I have to admit being a huge Pink Floyd fan. It was The Dark Side Of The Moon (1973) that brought me to the prog table. I can remember vividly the day I bought Wish You Were Here (1975) on the day of release and taking it home on the bus not daring to open the black shrink wrapped album but wondering what majestic sounds were going to be inside. I also bought the next three albums on day of release and I saw the band on the Animals Tour in 1977. Although I liked the next two albums, A Momentary Lapse Of Reason (1987) and The Division Bell (1994), I never felt they were a patch on the afore mentioned albums, not because Roger was no longer with them, but because the band had changed into a different animal playing in a different era.

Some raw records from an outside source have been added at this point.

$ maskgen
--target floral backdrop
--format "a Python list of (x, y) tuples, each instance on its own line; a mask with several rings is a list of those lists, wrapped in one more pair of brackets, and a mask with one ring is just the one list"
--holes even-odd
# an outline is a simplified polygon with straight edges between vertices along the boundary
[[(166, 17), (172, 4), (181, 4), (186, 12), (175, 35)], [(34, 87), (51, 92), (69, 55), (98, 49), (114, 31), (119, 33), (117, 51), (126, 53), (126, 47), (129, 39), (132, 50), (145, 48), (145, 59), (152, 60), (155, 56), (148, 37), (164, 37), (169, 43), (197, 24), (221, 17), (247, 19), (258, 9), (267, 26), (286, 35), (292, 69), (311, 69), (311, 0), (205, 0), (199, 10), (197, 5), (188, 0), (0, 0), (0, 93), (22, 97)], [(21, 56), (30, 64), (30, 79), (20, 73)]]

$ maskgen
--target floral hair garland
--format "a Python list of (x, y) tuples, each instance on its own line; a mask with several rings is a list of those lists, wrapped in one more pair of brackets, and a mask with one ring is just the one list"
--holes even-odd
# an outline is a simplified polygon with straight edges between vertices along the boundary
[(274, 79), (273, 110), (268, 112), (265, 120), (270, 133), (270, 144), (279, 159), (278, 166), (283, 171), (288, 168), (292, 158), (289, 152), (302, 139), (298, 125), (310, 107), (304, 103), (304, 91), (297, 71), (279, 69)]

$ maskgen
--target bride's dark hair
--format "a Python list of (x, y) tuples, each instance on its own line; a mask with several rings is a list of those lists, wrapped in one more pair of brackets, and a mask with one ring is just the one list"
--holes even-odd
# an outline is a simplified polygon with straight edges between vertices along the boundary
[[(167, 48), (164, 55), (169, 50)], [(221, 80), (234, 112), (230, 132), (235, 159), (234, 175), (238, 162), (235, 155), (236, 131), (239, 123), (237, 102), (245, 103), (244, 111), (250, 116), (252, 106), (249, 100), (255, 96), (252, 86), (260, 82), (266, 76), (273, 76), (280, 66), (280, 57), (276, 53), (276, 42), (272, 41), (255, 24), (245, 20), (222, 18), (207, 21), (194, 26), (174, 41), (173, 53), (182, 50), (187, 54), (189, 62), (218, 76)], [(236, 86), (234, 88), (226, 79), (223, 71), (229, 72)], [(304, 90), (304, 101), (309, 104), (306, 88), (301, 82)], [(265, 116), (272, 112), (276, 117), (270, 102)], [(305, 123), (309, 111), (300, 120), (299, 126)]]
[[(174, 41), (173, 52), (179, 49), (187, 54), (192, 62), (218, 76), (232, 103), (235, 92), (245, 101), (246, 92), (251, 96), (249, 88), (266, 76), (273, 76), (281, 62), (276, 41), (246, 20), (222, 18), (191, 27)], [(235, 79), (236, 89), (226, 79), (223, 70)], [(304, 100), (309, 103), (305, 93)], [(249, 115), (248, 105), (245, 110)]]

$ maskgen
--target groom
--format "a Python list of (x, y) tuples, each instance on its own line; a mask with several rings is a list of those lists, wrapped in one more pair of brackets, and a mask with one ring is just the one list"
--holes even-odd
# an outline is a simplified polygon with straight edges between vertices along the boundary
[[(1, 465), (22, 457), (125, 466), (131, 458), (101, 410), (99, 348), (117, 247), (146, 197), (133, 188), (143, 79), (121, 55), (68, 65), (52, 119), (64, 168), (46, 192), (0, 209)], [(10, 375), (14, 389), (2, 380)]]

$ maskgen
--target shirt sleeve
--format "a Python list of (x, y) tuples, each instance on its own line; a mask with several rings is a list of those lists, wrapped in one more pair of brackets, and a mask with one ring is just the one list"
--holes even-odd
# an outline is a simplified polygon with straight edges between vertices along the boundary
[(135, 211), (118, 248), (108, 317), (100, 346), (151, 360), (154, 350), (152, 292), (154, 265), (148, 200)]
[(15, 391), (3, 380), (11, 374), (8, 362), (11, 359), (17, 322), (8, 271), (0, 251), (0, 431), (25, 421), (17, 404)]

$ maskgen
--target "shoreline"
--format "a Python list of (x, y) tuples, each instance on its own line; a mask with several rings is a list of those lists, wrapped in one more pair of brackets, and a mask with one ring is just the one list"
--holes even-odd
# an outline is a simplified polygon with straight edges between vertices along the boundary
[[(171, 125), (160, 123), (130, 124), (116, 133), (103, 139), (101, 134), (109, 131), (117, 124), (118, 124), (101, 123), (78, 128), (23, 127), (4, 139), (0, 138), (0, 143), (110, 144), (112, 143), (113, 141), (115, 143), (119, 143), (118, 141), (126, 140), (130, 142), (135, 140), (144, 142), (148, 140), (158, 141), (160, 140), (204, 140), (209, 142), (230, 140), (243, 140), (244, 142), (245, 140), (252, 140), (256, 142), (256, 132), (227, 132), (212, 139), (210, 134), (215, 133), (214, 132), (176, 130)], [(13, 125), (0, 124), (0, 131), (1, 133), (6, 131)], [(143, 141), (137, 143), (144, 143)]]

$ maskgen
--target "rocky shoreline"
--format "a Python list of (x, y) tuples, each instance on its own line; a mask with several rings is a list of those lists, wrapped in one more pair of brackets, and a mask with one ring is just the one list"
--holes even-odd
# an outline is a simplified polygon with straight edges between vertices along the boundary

So on to the new album. We all know now that it is an double album made up of outtakes and jams from the Division Bell sessions and is in essence a tribute to the late Richard Wright (keyboards) who died in 2008. Although it is available to download as well as a CD and CD Deluxe it is vinyl that the band want to promote. Hence side one, two, three and four. I want to enthuse about it and tell you it is one of the best albums in a long time. But I can't. Don't get me wrong. It is very nice and listenable, but because of its very incarnation it sounds like what it is. An album of unused ideas made to sound like a new Pink Floyd album. There are moments when you think you are listening to Shine On You Crazy Diamond when that familiar E minor to C chord sequence underpins that classic David Gilmour guitar sound. There are lots of piano and keyboard layers over which Dave Gilmour plays his inimitable style of guitar. There is even a drum solo from Nick Mason. The final song Louder Than Words (the only song with vocals) is a good song but it will never be a Comfortably Numb.